The bad news doesn’t end here for the BJP. In a majority of Assembly elections held since 2014, the BJP’s vote share has dropped well below what it polled in the Lok Sabha election, a pattern seen in the current elections — whether in Rajasthan, M.P. or Chhattisgarh, the BJP’s vote share is nowhere near what it polled in the Lok Sabha.
Looking to 2019
Assuming the vote shares repeat themselves in the Lok Sabha election, the BJP would lose over 40 seats in these States alone. In north India, the BJP had reached saturation levels in 2014, a feat it will be hard put to replicate.

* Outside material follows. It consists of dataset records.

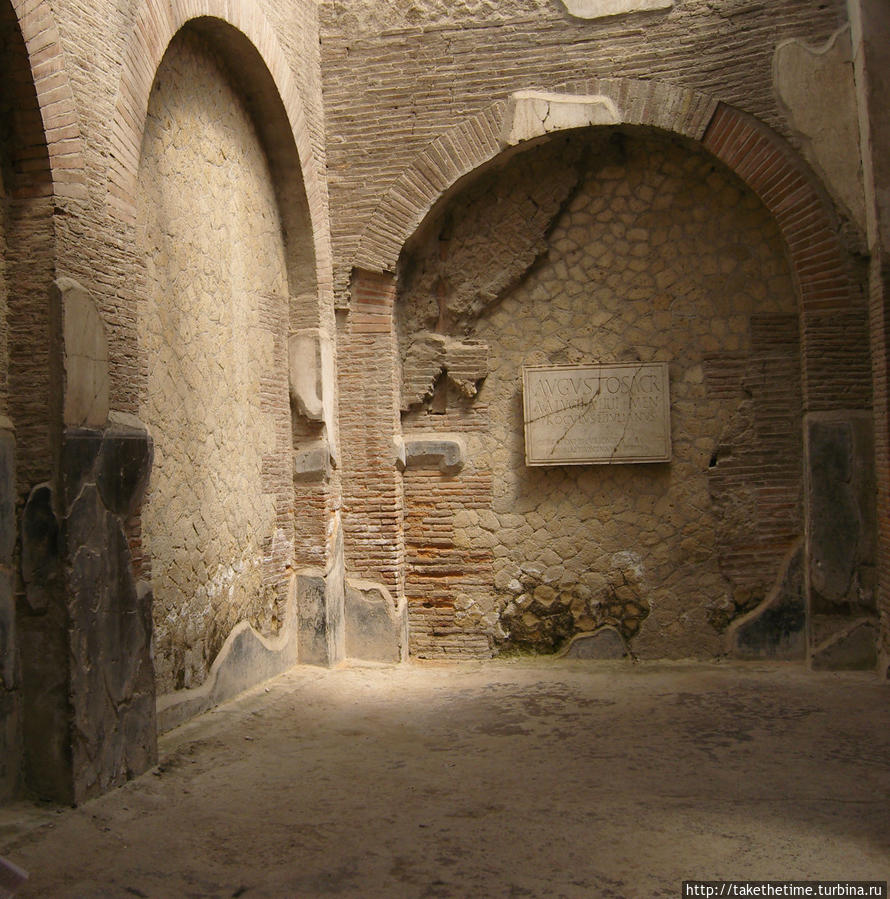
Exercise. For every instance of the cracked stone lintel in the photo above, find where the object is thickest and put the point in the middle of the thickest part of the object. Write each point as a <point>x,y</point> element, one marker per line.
<point>533,114</point>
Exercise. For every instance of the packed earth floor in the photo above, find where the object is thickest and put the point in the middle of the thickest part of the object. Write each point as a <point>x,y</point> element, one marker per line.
<point>526,778</point>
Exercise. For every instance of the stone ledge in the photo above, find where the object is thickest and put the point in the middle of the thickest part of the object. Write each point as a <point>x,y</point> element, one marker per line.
<point>599,9</point>
<point>445,451</point>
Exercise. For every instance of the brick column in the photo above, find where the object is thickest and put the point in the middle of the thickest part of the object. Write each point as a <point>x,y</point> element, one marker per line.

In the south, where the BJP has historically been weak, it looks increasingly like a washout for the party: the TDP has broken with it while the TRS, with a solid Muslim vote to draw upon, is clearly unwilling to play ball. In Karnataka, the Janata Dal (Secular) and the Congress are going steady.
The disenchantment of the poor is hard to miss, as is the ferment among Dalits and farmers. There’s been an exodus of institutional heads, all of whom have given the thumbs down to Mr. Modi’s disastrous economic policies. But the silver lining for the BJP is Mr. Modi himself. He continues to be popular through the wavering fortunes of his party.